Multimodal Emotion Recognition in Conversations Using Transformer and Graph Neural Networks

TLDR

The proposed MTG-ERC model effectively combines global and local conversational emotion features and enhances intra-modal and inter-modal emotional interactions and highlights the model’s strong performance indicators and validates its effectiveness in comparison to existing models.

Resumo

To comprehensively capture conversational emotion information within and between modalities, address the challenge of global and local feature modelling in conversation, and enhance the accuracy of multimodal conversation emotion recognition, we present a model called Multimodal Transformer and GNN for Emotion Recognition in Conversations (MTG-ERC). The model incorporates a multi-level Transformer fusion module that employs multi-head self-attention and cross-modal attention mechanisms to effectively capture interaction patterns within and between modalities.

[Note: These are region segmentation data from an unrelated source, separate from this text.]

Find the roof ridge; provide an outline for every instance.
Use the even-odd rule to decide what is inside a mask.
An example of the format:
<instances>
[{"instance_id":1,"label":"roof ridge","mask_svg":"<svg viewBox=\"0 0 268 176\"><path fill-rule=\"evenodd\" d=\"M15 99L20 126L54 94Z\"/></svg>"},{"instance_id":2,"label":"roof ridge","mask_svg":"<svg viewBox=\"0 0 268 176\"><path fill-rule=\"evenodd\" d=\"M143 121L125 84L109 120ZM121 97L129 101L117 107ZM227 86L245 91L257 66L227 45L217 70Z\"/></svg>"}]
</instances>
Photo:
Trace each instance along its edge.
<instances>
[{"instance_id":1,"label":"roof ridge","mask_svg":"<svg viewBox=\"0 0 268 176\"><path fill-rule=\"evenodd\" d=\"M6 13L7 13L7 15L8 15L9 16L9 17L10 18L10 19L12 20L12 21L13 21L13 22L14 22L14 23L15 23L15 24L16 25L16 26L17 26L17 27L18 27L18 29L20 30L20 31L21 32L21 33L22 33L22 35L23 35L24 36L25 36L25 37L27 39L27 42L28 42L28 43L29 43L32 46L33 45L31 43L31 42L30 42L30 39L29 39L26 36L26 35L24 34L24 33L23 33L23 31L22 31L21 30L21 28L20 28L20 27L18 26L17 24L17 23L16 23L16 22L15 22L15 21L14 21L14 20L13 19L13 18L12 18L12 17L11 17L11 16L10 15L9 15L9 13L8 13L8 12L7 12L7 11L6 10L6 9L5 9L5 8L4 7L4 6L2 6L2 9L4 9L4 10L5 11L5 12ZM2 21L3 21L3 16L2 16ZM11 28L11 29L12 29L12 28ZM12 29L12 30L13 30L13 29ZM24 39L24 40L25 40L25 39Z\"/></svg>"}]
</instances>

To address the shortcomings of attention-mechanism-based models in capturing short-term dependencies, we introduce a directed multi-relational graph fusion module, which employs directed graphs and multiple relation types to achieve efficient multimodal information fusion and to model short-term, speaker-dependent emotional shifts. By integrating the outputs of these two modules, the MTG-ERC model effectively combines global and local conversational emotion features and enhances intra-modal and inter-modal emotional interactions. The proposed model shows consistent improvements (around 1% absolute) in both accuracy and weighted F1 on the IEMOCAP and MELD datasets when compared with other baseline models. This highlights the model’s strong performance indicators and validates its effectiveness in comparison to existing models.